Alla luce delle esposte argomentazioni si propone, previa riunione dei ricorsi, il rigetto degli stessi".

Sono seguite le rituali comunicazioni e notifica della suddetta relazione, unitamente al decreto di fissazione della presente udienza in Camera di consiglio.

Il Collegio ritiene di condividere integralmente il contenuto e le conclusioni della riportata relazione e concorda, pertanto, sul rigetto di entrambi i ricorsi, previa riunione degli stessi ai sensi dell’art. 335 c.p.c.

Al rigetto dei ricorsi consegue, per il principio della reciproca soccombenza, la compensazione tra le parti delle spese del presente giudizio di legittimità.

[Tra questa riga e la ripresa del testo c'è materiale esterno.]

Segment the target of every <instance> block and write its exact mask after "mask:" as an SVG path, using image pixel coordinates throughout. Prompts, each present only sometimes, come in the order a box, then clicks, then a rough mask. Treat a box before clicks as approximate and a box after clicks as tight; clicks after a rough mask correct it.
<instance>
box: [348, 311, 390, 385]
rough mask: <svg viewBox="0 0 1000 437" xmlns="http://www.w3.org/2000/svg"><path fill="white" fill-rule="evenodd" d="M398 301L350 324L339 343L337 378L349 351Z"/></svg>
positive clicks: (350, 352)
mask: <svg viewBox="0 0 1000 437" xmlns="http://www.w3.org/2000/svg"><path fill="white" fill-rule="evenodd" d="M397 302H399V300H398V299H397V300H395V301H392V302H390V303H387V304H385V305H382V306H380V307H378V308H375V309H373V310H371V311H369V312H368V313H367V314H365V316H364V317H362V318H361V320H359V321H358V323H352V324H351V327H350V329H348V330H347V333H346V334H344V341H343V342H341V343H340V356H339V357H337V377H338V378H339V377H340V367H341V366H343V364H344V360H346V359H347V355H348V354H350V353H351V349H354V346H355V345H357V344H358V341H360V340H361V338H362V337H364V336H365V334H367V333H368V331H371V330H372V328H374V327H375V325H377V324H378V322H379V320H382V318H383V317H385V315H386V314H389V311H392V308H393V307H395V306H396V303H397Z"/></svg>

La circostanza che i ricorsi siano stati proposti in tempo posteriore al 30 gennaio 2013 impone di dar atto dell’applicabilità dell’art. 13, comma 1 quater, d.P.R. 30 maggio 2002, n. 115, nel testo introdotto dall’art. 1, comma 17, legge 24 dicembre 2012, n. 228. Invero, in base al tenore letterale della disposizione, il rilevamento della sussistenza o meno dei presupposti per l’applicazione dell’ulteriore contributo unificato costituisce un atto dovuto, poiché l’obbligo di tale pagamento aggiuntivo non è collegato alla condanna alle spese, ma al fatto oggettivo - ed altrettanto oggettivamente insuscettibile di diversa valutazione - del rigetto integrale o della definizione in rito, negativa per l’impugnante, dell’impugnazione sia principale che incidentale, muovendosi, nella sostanza, la previsione normativa nell’ottica di un parziale ristoro dei costi del vano funzionamento dell’apparato giudiziario o della vana erogazione delle, pur sempre limitate, risorse a sua disposizione (così Cass., Sez. Un., n. 22035/2014).

 

P.Q.M.

 

Riunisce i ricorsi e li rigetta.

Compensa tra le parti le spese del presente giudizio di legittimità.

Ai sensi dell’art. 13, co. 1 quater, del d.P.R. n. 115 del 2002 dà atto della sussistenza dei presupposti per il versamento, da parte del ricorrente principale della ricorrente incidentale, dell’ulteriore importo a titolo di contributo unificato pari a quello dovuto per il ricorso principale ed incidentale, a norma del comma 1 bis dello stesso art. 13.